Coinbase Menetapkan Abu Dhabi Sebagai Pusat Tokenisasi Globalnya

Bursa kripto terbesar di Amerika Serikat, Coinbase, secara resmi menetapkan Abu Dhabi sebagai basis strategis utama untuk memperluas inisiatif aset ter-tokenisasi (tokenized assets) di tingkat global mereka.

Rencana ambisius ini membuktikan keseriusan Coinbase dalam mendominasi sektor tokenisasi aset dunia nyata (Real-World Assets/RWA) yang tengah menjadi tren di industri keuangan digital.

Regulasi Progresif dan Kepastian Hukum di Timur Tengah

Pemilihan ibu kota Uni Emirat Arab (UEA) ini didorong oleh infrastruktur hukum yang sangat mendukung ekosistem Web3.

Abu Dhabi, melalui otoritas zona bebas finansialnya, Abu Dhabi Global Market (ADGM), telah membangun kerangka regulasi aset digital yang komprehensif, transparan, dan ramah terhadap inovasi institusional.

Kejelasan regulasi ini memberikan landasan hukum yang kuat, mungkinkan Coinbase untuk meluncurkan, mengelola, dan mendistribusi produk aset ter-tokenisasi berskala institusional dan mematuhi aturan otoritas setempat.
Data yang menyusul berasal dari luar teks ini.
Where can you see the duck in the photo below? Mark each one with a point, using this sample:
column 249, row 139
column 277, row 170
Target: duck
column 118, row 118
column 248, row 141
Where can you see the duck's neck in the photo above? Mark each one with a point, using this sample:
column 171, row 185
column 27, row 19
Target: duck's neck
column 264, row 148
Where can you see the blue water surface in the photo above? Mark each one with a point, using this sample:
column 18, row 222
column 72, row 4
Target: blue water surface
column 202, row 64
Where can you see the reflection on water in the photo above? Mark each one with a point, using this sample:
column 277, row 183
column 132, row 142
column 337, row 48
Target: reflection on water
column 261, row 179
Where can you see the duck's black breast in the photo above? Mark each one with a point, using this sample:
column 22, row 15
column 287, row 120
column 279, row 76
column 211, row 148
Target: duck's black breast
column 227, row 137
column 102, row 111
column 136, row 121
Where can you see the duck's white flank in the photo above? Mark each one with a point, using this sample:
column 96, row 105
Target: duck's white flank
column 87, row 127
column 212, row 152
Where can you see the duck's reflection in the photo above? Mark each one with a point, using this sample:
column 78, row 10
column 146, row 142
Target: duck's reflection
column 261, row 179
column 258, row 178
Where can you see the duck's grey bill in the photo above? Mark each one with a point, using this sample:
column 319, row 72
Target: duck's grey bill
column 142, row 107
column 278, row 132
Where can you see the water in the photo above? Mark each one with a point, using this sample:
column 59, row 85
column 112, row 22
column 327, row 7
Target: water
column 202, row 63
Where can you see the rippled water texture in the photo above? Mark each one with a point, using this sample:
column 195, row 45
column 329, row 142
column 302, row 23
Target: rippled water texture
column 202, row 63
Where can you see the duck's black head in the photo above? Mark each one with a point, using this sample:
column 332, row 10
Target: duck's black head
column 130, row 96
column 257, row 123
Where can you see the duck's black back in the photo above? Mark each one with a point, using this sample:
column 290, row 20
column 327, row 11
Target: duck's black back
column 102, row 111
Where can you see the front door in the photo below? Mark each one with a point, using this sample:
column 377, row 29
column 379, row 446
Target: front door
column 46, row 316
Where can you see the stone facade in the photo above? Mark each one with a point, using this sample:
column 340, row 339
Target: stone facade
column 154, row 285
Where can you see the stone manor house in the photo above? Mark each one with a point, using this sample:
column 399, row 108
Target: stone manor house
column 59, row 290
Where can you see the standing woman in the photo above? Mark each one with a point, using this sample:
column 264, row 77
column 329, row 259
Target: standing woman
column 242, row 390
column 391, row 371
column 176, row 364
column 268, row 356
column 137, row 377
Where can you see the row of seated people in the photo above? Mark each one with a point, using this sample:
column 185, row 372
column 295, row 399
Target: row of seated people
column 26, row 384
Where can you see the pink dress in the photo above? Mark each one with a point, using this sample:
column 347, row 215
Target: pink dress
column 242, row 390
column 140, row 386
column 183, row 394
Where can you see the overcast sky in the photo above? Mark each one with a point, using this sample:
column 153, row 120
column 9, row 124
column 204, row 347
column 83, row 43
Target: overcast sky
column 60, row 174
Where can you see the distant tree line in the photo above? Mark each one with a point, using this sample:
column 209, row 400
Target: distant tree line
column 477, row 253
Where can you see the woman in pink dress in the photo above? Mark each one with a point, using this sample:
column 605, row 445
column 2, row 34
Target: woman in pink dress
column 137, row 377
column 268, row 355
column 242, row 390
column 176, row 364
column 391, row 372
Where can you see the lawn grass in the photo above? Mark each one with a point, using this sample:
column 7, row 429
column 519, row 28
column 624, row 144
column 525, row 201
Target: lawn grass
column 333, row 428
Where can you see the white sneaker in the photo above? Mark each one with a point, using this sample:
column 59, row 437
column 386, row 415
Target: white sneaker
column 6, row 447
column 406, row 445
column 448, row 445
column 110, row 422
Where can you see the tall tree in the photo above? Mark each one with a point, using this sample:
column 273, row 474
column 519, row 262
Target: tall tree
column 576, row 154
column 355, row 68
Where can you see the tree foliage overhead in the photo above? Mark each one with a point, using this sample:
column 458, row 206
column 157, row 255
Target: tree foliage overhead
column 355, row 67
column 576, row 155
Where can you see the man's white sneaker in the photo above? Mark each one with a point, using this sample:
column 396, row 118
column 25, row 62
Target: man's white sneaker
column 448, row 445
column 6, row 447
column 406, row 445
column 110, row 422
Baca Juga: Standard Chartered Proyeksi LINK Tembus $200

Fokus Ekosistem RWA dan Adopsi Institusional Skala Besar

Sektor tokenisasi RWA yang mendigitalisasi aset tradisional seperti obligasi, real estat, reksa dana, hingga komoditas ke dalam jaringan blockchain kini telah menjadi salah satu narasi paling bullish di pasar.

Dengan menjadikan Abu Dhabi sebagai pusat operasionalnya, Coinbase menargetkan kemitraan strategis yang masif dengan berbagai lembaga keuangan konvensional di kawasan Timur Tengah dan pasar global.

Pergerakan ini perbotensi mempercepat adopsi institusional. Selain itu, inisiatif ini akan berfungsi sebagai jembatan yang mengalirkan likuiditas raksasa dari pasar keuangan tradisional (TradFi) ke dalam ekosistem keuangan terdesentralisasi (DeFi).